The way in which the Messiah rises to rule the world is through this one new family. His isn’t a rule of violence, but a rule of family care, which renews our hearts and eventually transforms our communities. It is a rule of shema. It is termed “a rod of iron” because this cross, this love, can utterly route out God’s enemies from our own character and through us transform the powers of the world. (Psalm 2:9)
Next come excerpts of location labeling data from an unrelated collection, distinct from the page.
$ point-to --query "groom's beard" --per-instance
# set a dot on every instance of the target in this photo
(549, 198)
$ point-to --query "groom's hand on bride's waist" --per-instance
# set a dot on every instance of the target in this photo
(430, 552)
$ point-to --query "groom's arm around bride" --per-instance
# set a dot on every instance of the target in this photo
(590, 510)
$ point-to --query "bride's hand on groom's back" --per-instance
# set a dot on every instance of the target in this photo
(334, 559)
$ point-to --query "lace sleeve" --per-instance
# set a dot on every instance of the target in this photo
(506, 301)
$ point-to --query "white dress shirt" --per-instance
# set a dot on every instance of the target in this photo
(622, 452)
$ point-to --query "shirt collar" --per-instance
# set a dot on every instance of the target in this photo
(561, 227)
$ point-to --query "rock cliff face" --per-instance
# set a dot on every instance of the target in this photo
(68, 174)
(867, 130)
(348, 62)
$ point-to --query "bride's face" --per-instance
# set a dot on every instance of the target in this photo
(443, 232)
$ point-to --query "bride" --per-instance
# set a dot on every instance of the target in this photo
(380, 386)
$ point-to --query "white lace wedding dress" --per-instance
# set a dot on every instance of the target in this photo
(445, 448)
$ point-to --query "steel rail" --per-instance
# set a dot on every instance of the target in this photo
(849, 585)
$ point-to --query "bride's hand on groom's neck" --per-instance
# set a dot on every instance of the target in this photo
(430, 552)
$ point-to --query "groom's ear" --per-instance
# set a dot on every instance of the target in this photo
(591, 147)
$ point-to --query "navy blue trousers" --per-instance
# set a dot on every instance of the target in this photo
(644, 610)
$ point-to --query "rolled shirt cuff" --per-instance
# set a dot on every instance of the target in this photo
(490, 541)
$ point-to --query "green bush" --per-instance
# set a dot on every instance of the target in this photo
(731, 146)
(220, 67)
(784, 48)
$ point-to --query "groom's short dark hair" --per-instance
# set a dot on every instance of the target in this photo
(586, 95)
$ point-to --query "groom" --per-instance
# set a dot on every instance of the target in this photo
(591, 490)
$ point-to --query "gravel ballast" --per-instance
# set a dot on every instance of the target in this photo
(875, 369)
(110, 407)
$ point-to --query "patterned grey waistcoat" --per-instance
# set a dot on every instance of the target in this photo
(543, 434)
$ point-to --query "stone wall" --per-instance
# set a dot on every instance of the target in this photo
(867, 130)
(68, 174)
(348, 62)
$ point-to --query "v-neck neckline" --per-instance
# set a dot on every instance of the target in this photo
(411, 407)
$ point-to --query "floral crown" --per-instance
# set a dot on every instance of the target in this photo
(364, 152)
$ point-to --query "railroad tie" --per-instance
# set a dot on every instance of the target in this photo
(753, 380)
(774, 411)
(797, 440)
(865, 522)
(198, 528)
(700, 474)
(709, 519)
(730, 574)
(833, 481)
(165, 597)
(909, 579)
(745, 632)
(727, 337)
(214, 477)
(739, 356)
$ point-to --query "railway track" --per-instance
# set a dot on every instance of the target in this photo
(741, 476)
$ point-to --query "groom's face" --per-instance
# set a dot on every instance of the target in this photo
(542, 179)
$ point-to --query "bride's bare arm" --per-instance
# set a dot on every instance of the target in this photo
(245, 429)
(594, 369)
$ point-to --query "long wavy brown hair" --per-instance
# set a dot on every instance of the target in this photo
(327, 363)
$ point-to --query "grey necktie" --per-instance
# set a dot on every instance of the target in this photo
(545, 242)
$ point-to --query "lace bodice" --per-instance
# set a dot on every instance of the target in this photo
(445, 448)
The “rod of iron” is a metaphor of conquest, but the conquest is a conquest of the Servant through the cross of self-giving love. This is what many of Paul’s countrymen didn’t understand. This “righteousness of God,” that should be displayed through enemy service, rather than by establishing a superiority over their enemies, is the righteousness that many did not want to submit themselves to. They couldn’t see how Old Testament promises of conquest were metaphors of the Suffering Servant.
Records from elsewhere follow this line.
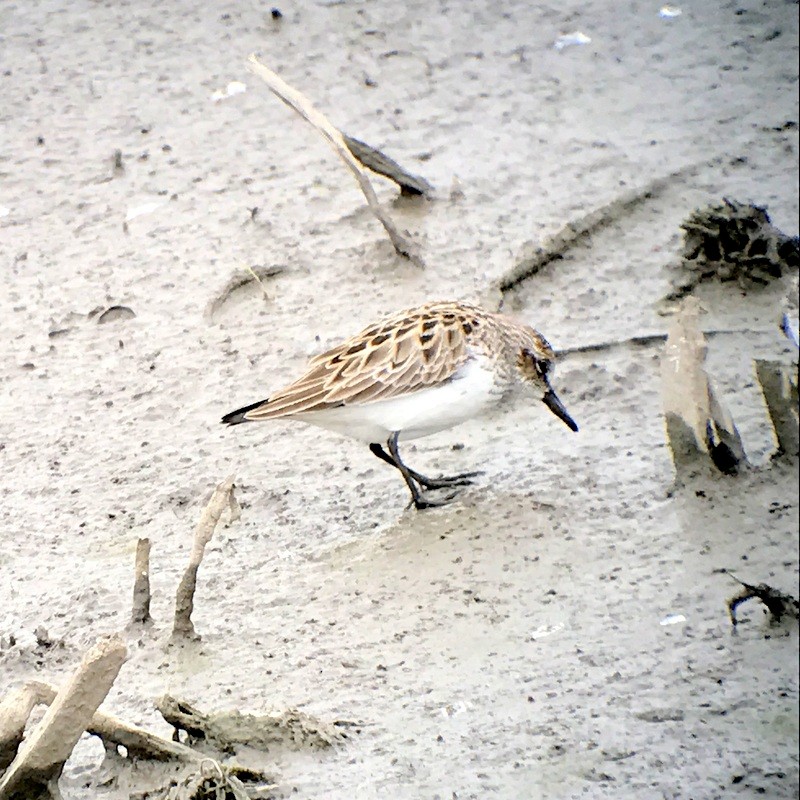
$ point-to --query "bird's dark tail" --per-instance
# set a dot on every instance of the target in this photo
(238, 416)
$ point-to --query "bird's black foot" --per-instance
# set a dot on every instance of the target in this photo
(422, 501)
(445, 481)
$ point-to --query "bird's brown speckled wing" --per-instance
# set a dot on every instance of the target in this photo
(400, 355)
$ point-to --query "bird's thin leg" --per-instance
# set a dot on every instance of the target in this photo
(442, 482)
(417, 497)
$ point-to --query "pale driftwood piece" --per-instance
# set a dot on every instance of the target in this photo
(698, 425)
(305, 109)
(15, 709)
(645, 341)
(779, 386)
(224, 730)
(140, 613)
(35, 771)
(575, 231)
(210, 780)
(184, 601)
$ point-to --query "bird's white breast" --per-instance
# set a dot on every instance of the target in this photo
(470, 392)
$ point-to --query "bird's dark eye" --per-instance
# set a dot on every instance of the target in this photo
(542, 366)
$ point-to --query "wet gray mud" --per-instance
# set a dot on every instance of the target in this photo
(561, 630)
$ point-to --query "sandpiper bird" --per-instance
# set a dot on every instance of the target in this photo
(417, 372)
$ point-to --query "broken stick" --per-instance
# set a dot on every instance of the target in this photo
(35, 771)
(305, 109)
(221, 499)
(140, 614)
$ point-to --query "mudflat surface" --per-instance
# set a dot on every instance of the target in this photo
(560, 631)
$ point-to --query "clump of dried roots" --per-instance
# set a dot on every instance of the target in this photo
(734, 241)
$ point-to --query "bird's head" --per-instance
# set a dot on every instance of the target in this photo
(535, 363)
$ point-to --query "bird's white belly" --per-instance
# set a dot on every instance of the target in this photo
(471, 392)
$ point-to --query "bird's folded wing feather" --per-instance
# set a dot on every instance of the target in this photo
(400, 357)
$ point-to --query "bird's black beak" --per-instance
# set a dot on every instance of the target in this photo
(551, 400)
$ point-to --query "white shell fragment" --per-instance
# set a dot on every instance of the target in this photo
(545, 630)
(233, 88)
(569, 39)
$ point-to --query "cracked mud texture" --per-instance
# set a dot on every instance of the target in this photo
(561, 630)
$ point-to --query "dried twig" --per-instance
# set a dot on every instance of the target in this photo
(184, 602)
(575, 231)
(140, 613)
(303, 106)
(240, 278)
(373, 159)
(778, 603)
(224, 730)
(35, 771)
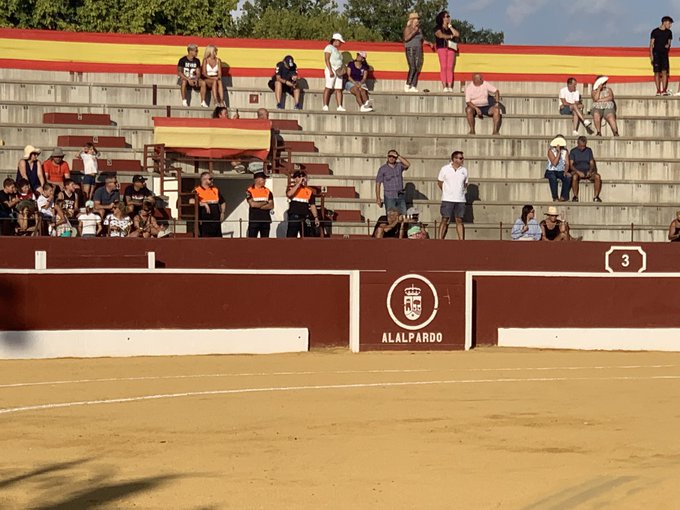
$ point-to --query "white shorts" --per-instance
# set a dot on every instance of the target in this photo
(333, 82)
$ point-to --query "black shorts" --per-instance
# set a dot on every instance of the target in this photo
(660, 61)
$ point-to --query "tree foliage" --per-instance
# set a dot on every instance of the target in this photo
(362, 20)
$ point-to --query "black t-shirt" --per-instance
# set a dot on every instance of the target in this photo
(661, 39)
(257, 214)
(286, 73)
(190, 68)
(6, 197)
(137, 196)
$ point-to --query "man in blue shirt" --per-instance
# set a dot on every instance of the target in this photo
(390, 175)
(584, 167)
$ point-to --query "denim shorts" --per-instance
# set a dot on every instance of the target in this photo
(452, 210)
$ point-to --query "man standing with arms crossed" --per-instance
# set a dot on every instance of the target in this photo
(659, 48)
(453, 181)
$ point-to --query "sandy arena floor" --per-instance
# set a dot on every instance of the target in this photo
(326, 430)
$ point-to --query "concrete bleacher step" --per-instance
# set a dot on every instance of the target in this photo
(99, 141)
(80, 119)
(111, 165)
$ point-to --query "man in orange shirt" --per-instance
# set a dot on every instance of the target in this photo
(261, 202)
(56, 169)
(211, 207)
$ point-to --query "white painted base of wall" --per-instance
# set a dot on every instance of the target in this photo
(592, 339)
(156, 342)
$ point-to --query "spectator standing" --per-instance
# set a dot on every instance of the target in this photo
(261, 202)
(211, 207)
(445, 36)
(89, 222)
(583, 166)
(478, 96)
(70, 199)
(571, 104)
(211, 70)
(413, 45)
(557, 169)
(526, 228)
(357, 74)
(118, 223)
(89, 156)
(390, 226)
(334, 72)
(302, 204)
(553, 228)
(8, 203)
(56, 169)
(604, 106)
(659, 48)
(391, 177)
(453, 181)
(30, 168)
(135, 195)
(285, 81)
(189, 75)
(107, 197)
(674, 229)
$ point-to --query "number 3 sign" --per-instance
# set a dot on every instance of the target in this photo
(625, 259)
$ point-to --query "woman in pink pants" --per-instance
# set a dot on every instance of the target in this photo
(445, 37)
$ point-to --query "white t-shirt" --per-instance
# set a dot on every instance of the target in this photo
(89, 221)
(89, 163)
(455, 182)
(570, 97)
(336, 56)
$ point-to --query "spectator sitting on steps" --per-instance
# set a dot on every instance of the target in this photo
(357, 74)
(526, 228)
(571, 104)
(482, 99)
(189, 75)
(584, 167)
(285, 81)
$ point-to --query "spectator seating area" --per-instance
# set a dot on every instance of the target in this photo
(342, 151)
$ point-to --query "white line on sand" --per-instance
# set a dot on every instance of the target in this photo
(61, 405)
(336, 372)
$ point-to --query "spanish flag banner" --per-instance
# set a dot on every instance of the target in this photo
(214, 138)
(151, 54)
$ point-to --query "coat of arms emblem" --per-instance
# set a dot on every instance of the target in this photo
(413, 302)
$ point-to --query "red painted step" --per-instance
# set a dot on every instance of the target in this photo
(286, 125)
(314, 168)
(78, 119)
(110, 165)
(99, 141)
(344, 216)
(300, 146)
(338, 191)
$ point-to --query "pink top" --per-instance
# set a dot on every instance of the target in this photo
(479, 96)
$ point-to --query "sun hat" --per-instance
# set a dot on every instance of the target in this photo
(601, 81)
(552, 211)
(558, 141)
(29, 149)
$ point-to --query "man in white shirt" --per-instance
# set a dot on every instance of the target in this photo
(570, 104)
(453, 181)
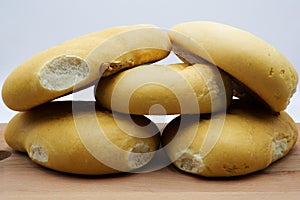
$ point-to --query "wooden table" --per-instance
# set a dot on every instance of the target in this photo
(22, 179)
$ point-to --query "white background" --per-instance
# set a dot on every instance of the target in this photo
(30, 26)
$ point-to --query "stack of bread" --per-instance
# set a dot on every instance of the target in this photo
(214, 135)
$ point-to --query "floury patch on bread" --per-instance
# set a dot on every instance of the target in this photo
(77, 63)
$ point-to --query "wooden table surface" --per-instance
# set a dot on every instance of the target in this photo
(22, 179)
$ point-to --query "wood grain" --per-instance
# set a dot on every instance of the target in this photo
(21, 178)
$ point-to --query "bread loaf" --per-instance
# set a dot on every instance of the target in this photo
(79, 138)
(166, 89)
(246, 139)
(75, 64)
(250, 60)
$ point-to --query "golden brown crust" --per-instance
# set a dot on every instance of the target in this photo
(165, 89)
(89, 56)
(250, 139)
(66, 136)
(247, 58)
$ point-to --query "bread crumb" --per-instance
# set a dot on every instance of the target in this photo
(139, 155)
(38, 153)
(190, 162)
(279, 148)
In concluding comments, Paul defends his ministry to the gentiles and this also is part of the reason for his writing, so the gentiles he has brought to Christ aren’t dismissed by the Jews as invalid believers but are accepted. (Romans 15:14-21) In Romans 15:22-33 Paul explains how he would like to come through Rome on his way to Spain, for the Roman believers to join with him in prayers and support for his mission westward, to areas that have not yet heard the gospel. This was Paul’s missionary desire, to always take the gospel to regions where it was not known. In making Rome a new base for his westward missions, he needed the Roman church to be united between the various groups, because this acceptance and unity in Christ was Paul’s message to new fields. If this love didn’t work in Rome, there was point preaching it in Spain or beyond.